I'm using OpenCL 2.0 dynamic parallelism feature and have each workitem enqueue another kernel with single workitem. When work completion time of child kernel is high, parent kernel completes before children and memory consistency is not preserved and corrupt data (randomly updated data items) is returned.
Since clFinish() and clEnqueueMarkerWithWaitList() is for host-only queues, I can't use them for this default-on-device-out-of-order-queue.
How can I make child kernels finish before some synchronization point or at least before a buffer-read command so that memory consistency is achieved?
Here is the code:
__kernel void test( __global float *xyz,__global float *xyzn,__global float *xyzo,__global float * arguments)
{
int threadId=get_global_id(0);
float dx=xyz[threadId*3]-arguments[2];float dy=xyz[threadId*3+1]-arguments[3];float t=arguments[1];
float ctr=arguments[0];float wave=0.02f*ctr*sin(40.0f*t+100.0f*sqrt(dx*dx+dy*dy));
xyzo[threadId*3]=xyz[threadId*3]+xyzn[threadId*3]*wave; // wave equation for all surface vertices
xyzo[threadId*3+1]=xyz[threadId*3+1]+xyzn[threadId*3+1]*wave; // wave equation for all surface vertices
xyzo[threadId*3+2]=xyz[threadId*3+2]+xyzn[threadId*3+2]*wave; // wave equation for all surface vertices
}
__kernel void waveEquation( __global float *xyz,__global float *xyzn,__global float *xyzo,__global float * arguments)
{
int threadId=get_global_id(0);
if(threadId<arguments[4])
{
queue_t q = get_default_queue();
ndrange_t ndrange = ndrange_1D(threadId,1,1);
void (^my_block_A)(void) = ^{test(xyz,xyzn,xyzo,arguments);};
enqueue_kernel(q, CLK_ENQUEUE_FLAGS_NO_WAIT,ndrange,my_block_A);
}
}
when parent kernel has only 1-2 workitems, it works fine but there are normally 256*224 workitems for parent kernel and child kernels cannot complete before data is accessed from host(after clFinish())

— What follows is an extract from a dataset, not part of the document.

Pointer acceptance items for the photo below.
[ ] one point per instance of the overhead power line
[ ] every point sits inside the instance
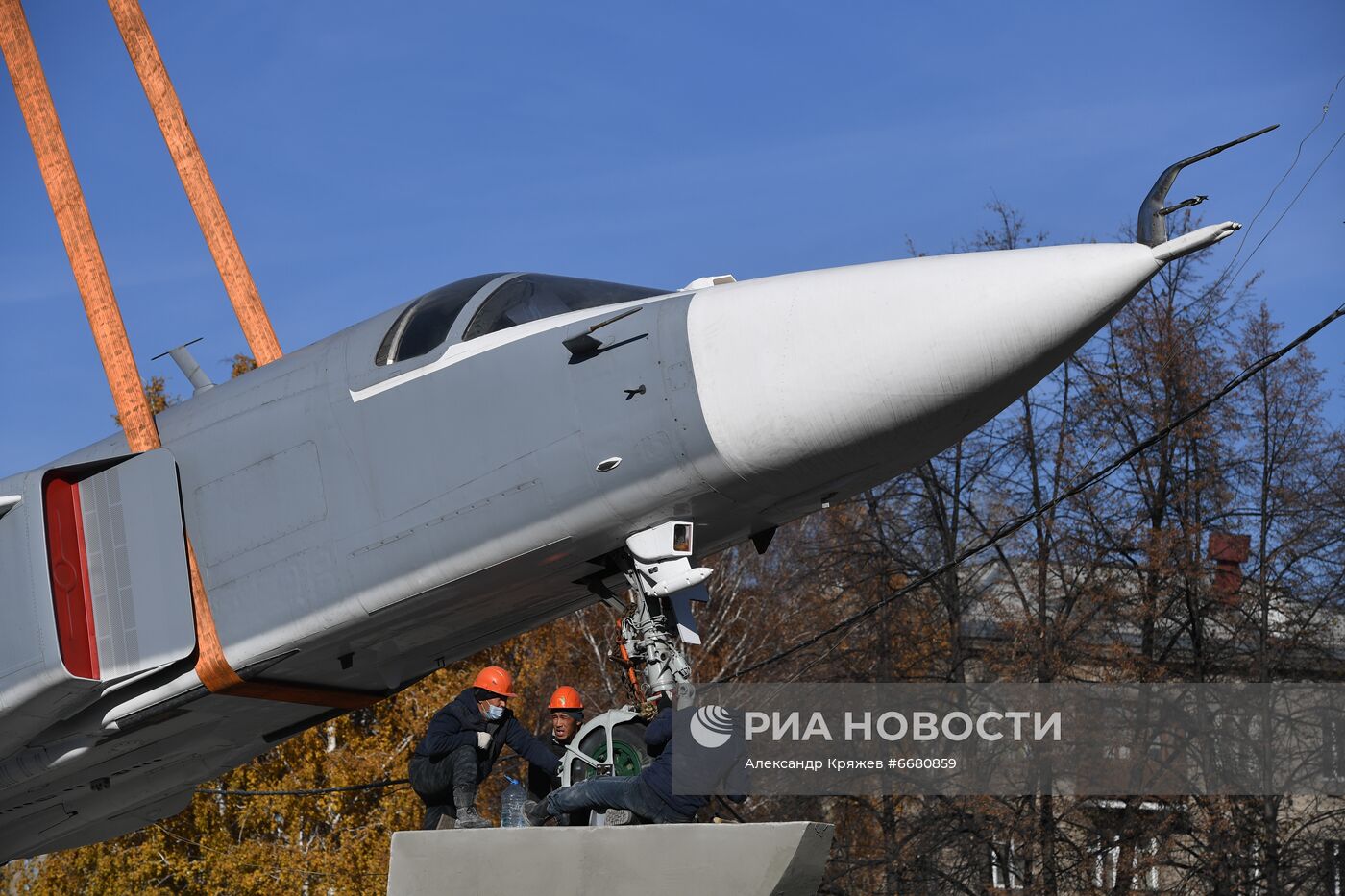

Here is construction of default queue(different than the queue for parent-kernel)
commandQueue = cl::CommandQueue(context, device,
CL_QUEUE_ON_DEVICE|
CL_QUEUE_OUT_OF_ORDER_EXEC_MODE_ENABLE |
CL_QUEUE_ON_DEVICE_DEFAULT, &err);
edit: this way of creating the queue also does not make it synchronizable:
cl_uint qs=device.getInfo<CL_DEVICE_QUEUE_ON_DEVICE_PREFERRED_SIZE>();
cl_queue_properties qprop[] = { CL_QUEUE_SIZE, qs, CL_QUEUE_PROPERTIES,
(cl_command_queue_properties)(CL_QUEUE_OUT_OF_ORDER_EXEC_MODE_ENABLE |
CL_QUEUE_ON_DEVICE |
CL_QUEUE_ON_DEVICE_DEFAULT |
CL_QUEUE_PROFILING_ENABLE), 0 };
device_queue = clCreateCommandQueueWithProperties(context.get(),
device.get(), qprop, &err);
device=RX550, driver=17.6.2, 64 bit build.
User Parallel Highway's solution also didn't work:
if(threadId<arguments[4])
{
clk_event_t markerEvent;
clk_event_t events[1];
queue_t q = get_default_queue();
ndrange_t ndrange = ndrange_1D(threadId,1,1);
void (^my_block_A)(void) = ^{test(xyz,xyzn,xyzo,arguments);};
enqueue_kernel(q, CLK_ENQUEUE_FLAGS_NO_WAIT,ndrange,0,NULL,&events[0],my_block_A);
enqueue_marker(q, 1, events, &markerEvent);
release_event(events[0]);
release_event(markerEvent);
}
This didn't work:
queue_t q = get_default_queue();
ndrange_t ndrange = ndrange_1D(threadId,1,1);
void (^my_block_A)(void) = ^{test(xyz,xyzn,xyzo,arguments);};
int ctr=0;
while((enqueue_kernel(q, CLK_ENQUEUE_FLAGS_NO_WAIT,ndrange,my_block_A)&
( CLK_DEVICE_QUEUE_FULL|
CLK_EVENT_ALLOCATION_FAILURE|
CLK_OUT_OF_RESOURCES |
CLK_INVALID_NDRANGE |
CLK_INVALID_QUEUE |
CLK_INVALID_EVENT_WAIT_LIST |
CLK_INVALID_ARG_SIZE
))>0 )
{
}
this doesn't work but completes so there is no infinite loop.